Sanna Nibacka, Stine Storsrud, dan Magnus Semren

Sanna Nibacka, Stine Storsrud, dan Magnus Semren, Akademi Sahlgrenska di Universitas Gothenburg. Sumber gambar: Margarita J. Kubista), Malin Arnesson dan Johan Wengborg

Di antara mereka yang menerima saran diet tradisional untuk IBS dan FODMAP rendah, 76% mengalami penurunan gejala yang signifikan.

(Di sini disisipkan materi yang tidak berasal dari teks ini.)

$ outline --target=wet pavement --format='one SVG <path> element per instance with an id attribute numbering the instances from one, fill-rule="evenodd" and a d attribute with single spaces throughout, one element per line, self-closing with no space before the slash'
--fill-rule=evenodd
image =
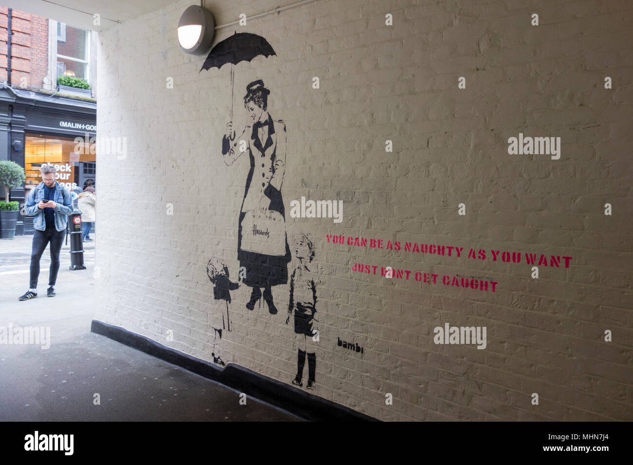
<path id="1" fill-rule="evenodd" d="M 254 399 L 244 405 L 234 389 L 91 332 L 96 240 L 84 245 L 85 270 L 69 270 L 62 247 L 50 298 L 47 249 L 38 297 L 19 302 L 32 240 L 0 240 L 0 421 L 301 421 Z"/>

Pada kelompok yang mendapat persentase karbohidrat rendah dan persentase protein dan lemak tinggi persentasenya 71%, dan pada kelompok pengobatan 58%.

Semua kelompok melaporkan peningkatan yang signifikan dalam kualitas hidup, lebih sedikit gejala fisik, dan lebih sedikit gejala kecemasan dan depresi.

Pentingnya penyesuaian

Pada masa tindak lanjut enam bulan, ketika sebagian peserta dalam kelompok diet telah kembali ke kebiasaan makan sebelumnya, sebagian besar dari mereka masih mengalami perbaikan gejala yang signifikan secara klinis; 68% pada kelompok nasihat diet konvensional dan kelompok rendah FODMAP, dan 60% pada kelompok diet rendah karbohidrat.

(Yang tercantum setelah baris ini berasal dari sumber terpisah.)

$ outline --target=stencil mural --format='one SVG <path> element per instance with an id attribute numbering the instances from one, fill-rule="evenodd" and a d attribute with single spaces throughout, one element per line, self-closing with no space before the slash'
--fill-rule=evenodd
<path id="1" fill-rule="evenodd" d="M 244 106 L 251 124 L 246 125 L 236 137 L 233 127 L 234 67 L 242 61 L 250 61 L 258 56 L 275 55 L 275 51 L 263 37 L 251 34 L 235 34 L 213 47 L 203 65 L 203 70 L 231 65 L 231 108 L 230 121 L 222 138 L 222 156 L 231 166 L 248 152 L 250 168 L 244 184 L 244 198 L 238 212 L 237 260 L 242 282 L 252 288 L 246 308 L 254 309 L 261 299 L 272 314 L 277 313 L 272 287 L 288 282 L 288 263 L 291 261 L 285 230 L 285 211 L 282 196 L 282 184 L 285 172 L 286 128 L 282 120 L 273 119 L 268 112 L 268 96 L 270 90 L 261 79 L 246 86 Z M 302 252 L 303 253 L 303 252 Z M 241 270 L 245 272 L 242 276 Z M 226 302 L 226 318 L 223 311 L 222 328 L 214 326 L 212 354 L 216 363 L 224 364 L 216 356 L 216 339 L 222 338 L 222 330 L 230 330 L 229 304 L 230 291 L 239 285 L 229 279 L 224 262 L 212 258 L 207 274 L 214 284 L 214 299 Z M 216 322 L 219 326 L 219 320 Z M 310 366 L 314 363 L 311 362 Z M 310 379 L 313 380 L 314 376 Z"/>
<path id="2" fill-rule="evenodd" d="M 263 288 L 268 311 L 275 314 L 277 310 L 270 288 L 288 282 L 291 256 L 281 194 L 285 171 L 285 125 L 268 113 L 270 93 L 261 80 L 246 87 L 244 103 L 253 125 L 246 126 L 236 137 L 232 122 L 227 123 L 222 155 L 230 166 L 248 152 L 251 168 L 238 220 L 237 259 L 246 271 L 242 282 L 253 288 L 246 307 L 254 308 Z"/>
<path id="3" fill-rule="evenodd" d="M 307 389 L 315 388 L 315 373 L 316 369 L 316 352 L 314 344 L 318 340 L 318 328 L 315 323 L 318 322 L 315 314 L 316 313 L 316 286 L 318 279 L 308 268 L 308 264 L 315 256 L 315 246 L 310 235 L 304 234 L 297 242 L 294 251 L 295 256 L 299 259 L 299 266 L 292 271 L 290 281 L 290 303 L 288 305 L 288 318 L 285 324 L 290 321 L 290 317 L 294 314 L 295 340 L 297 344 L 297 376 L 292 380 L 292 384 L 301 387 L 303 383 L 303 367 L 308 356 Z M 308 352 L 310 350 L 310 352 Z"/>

Penelitian ini dipimpin oleh Sanna Nibacka, seorang peneliti dan ahli gizi, Stine Storsrud, profesor, dan Magnus Simrin, profesor dan penasihat senior, semuanya di Akademi Sahlgrenska di Universitas Gothenburg.

“Dengan penelitian ini, kami dapat menunjukkan bahwa pola makan memainkan peran sentral dalam pengobatan IBS, namun ada banyak pengobatan alternatif yang efektif,” kata Sana Nibaka.

“Kami memerlukan lebih banyak pengetahuan tentang cara terbaik menyesuaikan pengobatan untuk IBS di masa depan, dan kami akan terus menyelidiki apakah ada faktor-faktor tertentu yang dapat memprediksi apakah individu akan merespons lebih baik terhadap pilihan pengobatan yang berbeda,” simpulnya.

READ  Omicron tiba di Oregon Para peneliti memperingatkan gelombang lain infeksi COVID-19

Referensi: “Diet rendah FODMAP ditambah saran diet konvensional versus diet rendah karbohidrat versus terapi obat pada sindrom iritasi usus besar (CARBIS): uji coba terkontrol acak satu pusat, tersamar tunggal, dan terkontrol” oleh Sanna Nibacka, Hans Tornblom, Axel Josefsson, Johan P. Hrensson , Lena Boone, Asa Frandemark, Cecilia Wiesnaver, Stine Storsrud dan Magnus Semren, 18 April 2024, Lancet Gastroenterologi dan Hepatologi.